Mr. Varun Puri: Energy security, sustainability and cost optimisation are deeply connected, and policy must help industries make choices that are both environmentally responsible and commercially viable.
This requires ensuring that technologies are assessed for commercial-scale readiness before large R&D allocations are made. Pilot projects often do not scale because the economics do not support wider adoption for varied reasons.
Incentives for cleaner fuels, carbon capture, waste-to-energy, hydrogen, CHP, CHPC and other efficiency-led solutions will be important. These incentives must be practical, time-bound and linked to actual adoption. Regulatory approvals like PESO etc. should also become more streamlined, particularly for emerging areas. Faster approvals, better clarity, and industry-friendly compliance frameworks can significantly improve implementation.
Mr. Varun Puri: While technology companies bring innovation, customers need practical, reliable and executable solutions. EPC players convert that technology into real-world assets.
At Green Power International, we add another dimension by combining EPC execution with comprehensive operations and maintenance support. This is important because clean energy projects require long-term reliability, performance monitoring, safety, service support and continuous optimisation.
Clean energy ecosystems are evolving quickly, and EPC companies must upgrade their engineering processes, procurement systems and execution methods, especially their digital capabilities, to keep pace.
Quality and delivery timelines will become even more critical because customers will not adopt cleaner systems if they compromise business continuity.
Mr.
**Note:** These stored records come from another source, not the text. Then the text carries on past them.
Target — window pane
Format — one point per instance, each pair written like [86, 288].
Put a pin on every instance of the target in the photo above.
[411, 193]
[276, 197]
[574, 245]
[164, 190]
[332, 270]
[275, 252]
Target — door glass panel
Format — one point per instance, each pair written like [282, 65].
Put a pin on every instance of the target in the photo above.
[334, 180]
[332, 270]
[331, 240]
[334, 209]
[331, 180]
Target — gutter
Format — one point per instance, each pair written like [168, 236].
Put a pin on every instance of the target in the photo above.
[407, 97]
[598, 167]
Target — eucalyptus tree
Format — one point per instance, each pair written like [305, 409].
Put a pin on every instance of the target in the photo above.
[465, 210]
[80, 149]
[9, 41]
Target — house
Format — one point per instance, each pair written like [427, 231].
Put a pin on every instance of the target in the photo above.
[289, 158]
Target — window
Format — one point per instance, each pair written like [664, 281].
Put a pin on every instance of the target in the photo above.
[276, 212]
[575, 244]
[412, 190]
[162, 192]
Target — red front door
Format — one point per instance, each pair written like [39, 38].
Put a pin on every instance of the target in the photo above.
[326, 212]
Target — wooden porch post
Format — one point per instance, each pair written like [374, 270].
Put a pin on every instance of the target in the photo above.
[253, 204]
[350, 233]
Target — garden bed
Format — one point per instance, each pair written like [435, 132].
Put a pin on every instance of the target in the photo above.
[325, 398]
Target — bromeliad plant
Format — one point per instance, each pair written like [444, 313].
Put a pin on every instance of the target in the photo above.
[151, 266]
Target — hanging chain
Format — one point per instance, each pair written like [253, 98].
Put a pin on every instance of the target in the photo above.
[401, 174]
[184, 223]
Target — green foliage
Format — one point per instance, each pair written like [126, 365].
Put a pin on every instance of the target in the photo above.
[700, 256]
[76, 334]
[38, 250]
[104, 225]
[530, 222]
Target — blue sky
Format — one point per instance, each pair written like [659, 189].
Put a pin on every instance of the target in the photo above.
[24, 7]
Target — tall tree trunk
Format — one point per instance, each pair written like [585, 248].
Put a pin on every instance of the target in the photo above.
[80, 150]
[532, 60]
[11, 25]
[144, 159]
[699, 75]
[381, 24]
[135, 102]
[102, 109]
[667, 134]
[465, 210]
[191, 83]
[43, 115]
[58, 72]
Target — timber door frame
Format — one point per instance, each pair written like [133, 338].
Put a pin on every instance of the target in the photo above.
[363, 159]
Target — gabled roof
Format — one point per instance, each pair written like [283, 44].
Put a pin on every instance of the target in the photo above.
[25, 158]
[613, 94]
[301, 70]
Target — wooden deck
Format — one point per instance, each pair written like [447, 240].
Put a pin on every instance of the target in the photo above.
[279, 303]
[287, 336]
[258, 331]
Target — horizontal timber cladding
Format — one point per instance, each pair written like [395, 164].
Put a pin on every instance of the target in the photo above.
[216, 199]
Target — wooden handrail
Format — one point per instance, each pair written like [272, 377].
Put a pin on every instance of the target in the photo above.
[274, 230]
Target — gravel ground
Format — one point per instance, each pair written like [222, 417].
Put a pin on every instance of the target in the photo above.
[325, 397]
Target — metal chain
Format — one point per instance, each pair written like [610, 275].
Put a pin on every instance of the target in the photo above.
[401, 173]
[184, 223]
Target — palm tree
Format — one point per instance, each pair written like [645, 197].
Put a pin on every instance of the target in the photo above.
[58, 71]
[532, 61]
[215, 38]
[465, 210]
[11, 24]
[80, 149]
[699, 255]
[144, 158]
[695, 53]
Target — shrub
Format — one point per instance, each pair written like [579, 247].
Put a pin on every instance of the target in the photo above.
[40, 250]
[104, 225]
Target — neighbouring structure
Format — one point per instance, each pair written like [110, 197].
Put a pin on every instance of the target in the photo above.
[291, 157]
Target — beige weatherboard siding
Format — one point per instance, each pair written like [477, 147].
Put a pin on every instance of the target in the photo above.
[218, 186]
Varun Puri: Waiting for a perfect solution may delay the transition. It is more practical to start with safe, well-designed and phased interventions.
It should begin with right decarbonisation pathway for the specific industry. Decarbonisation is not achieved through one route alone. The solution must match the operational requirement, fuel availability, reliability expectation and commercial viability of the customer.
Reliability must be protected through proper redundant design. Cleaner systems should be engineered with adequate backup, safety systems, automation, and operational safeguards.
Businesses can also begin with smaller, modular or hybrid solutions rather than attempting a complete shift in one step. The important thing is to begin, but to begin with the right technical due diligence, safety framework and lifecycle support.
Mr. Varun Puri: A key learning is that execution capability alone is not enough. We are operationally equipped to execute advanced projects; however, the larger challenge often lies in achieving commercial-scale adoption.
Many sustainability initiatives are technically possible but not easily adopted at commercial scale due to lack of awareness, unclear policy support, high upfront cost, limited incentives, or uncertainty around long-term economics.
Another lesson is that customers need confidence, not just technology. They need to know who will operate, maintain, troubleshoot and ensure uptime over the asset life. This is where EPC companies with strong O&M capabilities like us play a major role.
The wider ecosystem must also recognise that sustainability projects require coordination between technology providers, EPC companies, regulators, customers and financiers. If any one part of this chain is weak, adoption slows down.
Mr. Varun Puri: Intent is important, but execution is what ultimately creates impact.
At Green Power International, we have hands-on experience in delivering projects. It gives customers confidence that we are not merely discussing possibilities but have successfully implemented these solutions ourselves.
That said, the clean energy sector is still evolving and requires participation from multiple stakeholders. New entrants should be encouraged, provided they can demonstrate strong execution capabilities and a commitment to delivery.
Most importantly, decarbonisation cannot be driven by public sector investment alone. The private sector must be actively encouraged and enabled to participate. Meaningful acceleration will only happen when clean energy projects become commercially attractive and private capital begins to flow into the sector at scale.